All About Foreign Exchange

The Foreign Exchange market performs an international clearing function by bringing two parties wishing to trade currencies at agreeable exchange rates.

The Foreign Exchange market takes place between dealers and brokers in financial centers around the world. During the hours of business common to different time zones, they rapidly exchange shorthand messages expressing their bids for different currencies.

To make a profit on Foreign Exchange maneuvers, a trader or broker has to make quick decisions correctly. Foreign exchange traders lead an exciting and hectic life, and the pressure often shortens many careers.

The fastest possible communications are used. Before the trans-Atlantic cable was laid in 1865 by Cyrus West Field (after many failed attempts), somebody wanting to exchange dollars for pounds often had to wait the time required for a roundtrip voyage to clear up the transaction. Modern telephone links have reduced the transaction costs on foreign exchange to near zero for large transactions. Investment management firms (who typically manage large accounts on behalf of customers such as pension funds and endowments) use the foreign exchange market to facilitate transactions in foreign securities. For example, an investment manager bearing an international equity portfolio needs to purchase and sell several pairs of foreign currencies to pay for foreign securities purchases.
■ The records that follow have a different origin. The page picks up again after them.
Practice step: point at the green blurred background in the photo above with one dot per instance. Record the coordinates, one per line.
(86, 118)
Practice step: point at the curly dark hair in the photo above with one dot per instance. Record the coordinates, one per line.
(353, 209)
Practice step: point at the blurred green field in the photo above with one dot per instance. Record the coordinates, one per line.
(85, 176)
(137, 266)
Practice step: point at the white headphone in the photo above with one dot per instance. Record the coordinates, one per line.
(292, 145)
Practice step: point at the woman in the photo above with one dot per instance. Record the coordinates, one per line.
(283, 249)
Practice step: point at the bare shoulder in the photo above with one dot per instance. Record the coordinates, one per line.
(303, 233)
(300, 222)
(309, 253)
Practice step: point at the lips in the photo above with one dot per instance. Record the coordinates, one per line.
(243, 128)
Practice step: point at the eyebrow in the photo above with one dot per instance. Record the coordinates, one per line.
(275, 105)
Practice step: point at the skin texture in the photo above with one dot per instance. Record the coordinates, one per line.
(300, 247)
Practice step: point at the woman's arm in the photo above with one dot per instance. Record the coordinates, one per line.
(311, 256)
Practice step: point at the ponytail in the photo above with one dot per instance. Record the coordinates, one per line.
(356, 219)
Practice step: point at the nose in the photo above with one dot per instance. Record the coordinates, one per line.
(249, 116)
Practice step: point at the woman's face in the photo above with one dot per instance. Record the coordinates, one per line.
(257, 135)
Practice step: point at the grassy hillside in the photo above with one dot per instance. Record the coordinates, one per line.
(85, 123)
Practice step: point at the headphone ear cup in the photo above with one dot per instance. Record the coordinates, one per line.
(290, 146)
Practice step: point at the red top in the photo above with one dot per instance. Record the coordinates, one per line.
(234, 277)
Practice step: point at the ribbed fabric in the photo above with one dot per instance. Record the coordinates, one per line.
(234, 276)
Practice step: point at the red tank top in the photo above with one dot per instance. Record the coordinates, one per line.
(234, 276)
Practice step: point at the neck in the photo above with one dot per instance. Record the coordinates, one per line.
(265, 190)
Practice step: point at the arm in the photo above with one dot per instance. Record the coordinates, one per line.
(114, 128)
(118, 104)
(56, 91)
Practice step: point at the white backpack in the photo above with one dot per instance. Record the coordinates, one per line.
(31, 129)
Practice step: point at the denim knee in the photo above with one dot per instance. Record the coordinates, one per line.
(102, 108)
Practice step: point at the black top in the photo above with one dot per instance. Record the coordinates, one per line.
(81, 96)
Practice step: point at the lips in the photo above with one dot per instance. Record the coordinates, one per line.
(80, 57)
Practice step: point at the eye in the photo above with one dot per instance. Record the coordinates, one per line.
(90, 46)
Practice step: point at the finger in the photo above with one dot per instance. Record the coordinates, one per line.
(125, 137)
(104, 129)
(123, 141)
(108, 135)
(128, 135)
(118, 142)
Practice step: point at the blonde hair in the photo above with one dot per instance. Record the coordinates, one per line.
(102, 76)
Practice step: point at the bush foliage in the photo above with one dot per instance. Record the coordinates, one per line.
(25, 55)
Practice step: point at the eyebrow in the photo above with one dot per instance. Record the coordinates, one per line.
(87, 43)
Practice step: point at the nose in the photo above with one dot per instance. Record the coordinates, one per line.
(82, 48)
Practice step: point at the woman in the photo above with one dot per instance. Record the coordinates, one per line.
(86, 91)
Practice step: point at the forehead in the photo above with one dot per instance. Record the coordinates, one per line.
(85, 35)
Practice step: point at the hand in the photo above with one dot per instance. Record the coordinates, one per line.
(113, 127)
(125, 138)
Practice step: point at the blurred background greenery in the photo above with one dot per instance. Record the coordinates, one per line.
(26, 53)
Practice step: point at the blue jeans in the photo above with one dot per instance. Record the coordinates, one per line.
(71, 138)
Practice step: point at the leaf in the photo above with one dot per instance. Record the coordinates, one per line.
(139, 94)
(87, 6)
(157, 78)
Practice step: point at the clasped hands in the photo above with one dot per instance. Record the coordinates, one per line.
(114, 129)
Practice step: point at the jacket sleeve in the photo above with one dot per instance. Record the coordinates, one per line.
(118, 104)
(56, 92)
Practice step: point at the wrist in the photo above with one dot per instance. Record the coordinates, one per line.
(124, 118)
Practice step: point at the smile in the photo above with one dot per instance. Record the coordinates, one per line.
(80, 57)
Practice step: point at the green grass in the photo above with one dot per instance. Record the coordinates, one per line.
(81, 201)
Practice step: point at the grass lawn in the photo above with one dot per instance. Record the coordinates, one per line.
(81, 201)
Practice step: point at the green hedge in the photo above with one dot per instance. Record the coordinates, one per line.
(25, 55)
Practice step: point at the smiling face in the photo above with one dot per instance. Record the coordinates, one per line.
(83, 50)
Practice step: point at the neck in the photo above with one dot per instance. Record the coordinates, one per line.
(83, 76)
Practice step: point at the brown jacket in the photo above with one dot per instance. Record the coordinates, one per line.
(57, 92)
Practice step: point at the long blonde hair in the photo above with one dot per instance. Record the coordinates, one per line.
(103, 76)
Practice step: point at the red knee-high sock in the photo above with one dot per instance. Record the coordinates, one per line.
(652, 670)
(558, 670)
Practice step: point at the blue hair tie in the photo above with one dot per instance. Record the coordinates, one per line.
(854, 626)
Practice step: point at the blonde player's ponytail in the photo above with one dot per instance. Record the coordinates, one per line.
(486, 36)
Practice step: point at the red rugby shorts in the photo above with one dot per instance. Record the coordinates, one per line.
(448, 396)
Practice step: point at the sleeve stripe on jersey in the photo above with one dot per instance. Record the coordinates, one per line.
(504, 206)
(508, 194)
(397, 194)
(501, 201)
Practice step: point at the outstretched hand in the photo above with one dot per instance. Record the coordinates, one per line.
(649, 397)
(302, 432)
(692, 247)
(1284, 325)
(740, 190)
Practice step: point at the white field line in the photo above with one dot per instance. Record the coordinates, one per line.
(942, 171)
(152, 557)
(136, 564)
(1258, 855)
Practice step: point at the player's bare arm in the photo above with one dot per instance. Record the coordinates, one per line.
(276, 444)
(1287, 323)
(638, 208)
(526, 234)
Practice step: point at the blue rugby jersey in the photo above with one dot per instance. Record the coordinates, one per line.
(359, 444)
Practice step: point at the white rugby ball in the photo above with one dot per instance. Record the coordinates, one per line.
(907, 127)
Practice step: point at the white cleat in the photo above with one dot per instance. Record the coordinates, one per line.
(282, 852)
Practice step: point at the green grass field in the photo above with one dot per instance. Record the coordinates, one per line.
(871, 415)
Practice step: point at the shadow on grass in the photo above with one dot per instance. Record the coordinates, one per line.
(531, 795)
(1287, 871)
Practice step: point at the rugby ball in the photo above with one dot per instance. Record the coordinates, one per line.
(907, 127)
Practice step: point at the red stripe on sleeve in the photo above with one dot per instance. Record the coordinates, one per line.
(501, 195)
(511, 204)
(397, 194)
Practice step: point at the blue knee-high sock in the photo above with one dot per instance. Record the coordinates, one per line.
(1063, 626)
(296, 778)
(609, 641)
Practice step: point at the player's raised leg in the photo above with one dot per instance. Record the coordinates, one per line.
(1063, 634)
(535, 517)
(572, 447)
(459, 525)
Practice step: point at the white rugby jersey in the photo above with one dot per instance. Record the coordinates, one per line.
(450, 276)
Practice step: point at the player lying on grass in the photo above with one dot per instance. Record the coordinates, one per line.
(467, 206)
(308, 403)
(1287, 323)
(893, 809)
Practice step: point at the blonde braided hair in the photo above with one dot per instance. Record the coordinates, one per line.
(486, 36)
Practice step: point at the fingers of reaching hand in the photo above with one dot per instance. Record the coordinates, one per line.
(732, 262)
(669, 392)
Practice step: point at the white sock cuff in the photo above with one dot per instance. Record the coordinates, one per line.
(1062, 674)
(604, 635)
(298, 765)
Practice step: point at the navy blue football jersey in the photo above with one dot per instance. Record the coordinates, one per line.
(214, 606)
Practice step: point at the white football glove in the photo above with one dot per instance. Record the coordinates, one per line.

Some investment management firms also have more speculative specialist currency overlay operations, which manage clients’ currency exposures with the aim of generating profits as well as limiting risk. While the number of this type of specialist firms is quite small, many have a large value of assets under management) and, hence, can generate large trades. National central banks play an important role in the foreign exchange markets. They try to control the money supply, inflation, and/or interest rates and often have official or unofficial target rates for their currencies. They can use their often substantial foreign exchange reserves to stabilize the market. Nevertheless, the effectiveness of central bank “stabilizing speculation” is doubtful because central banks do not go bankrupt if they make large losses, like other traders would, and there is no convincing evidence that they do make a profit trading.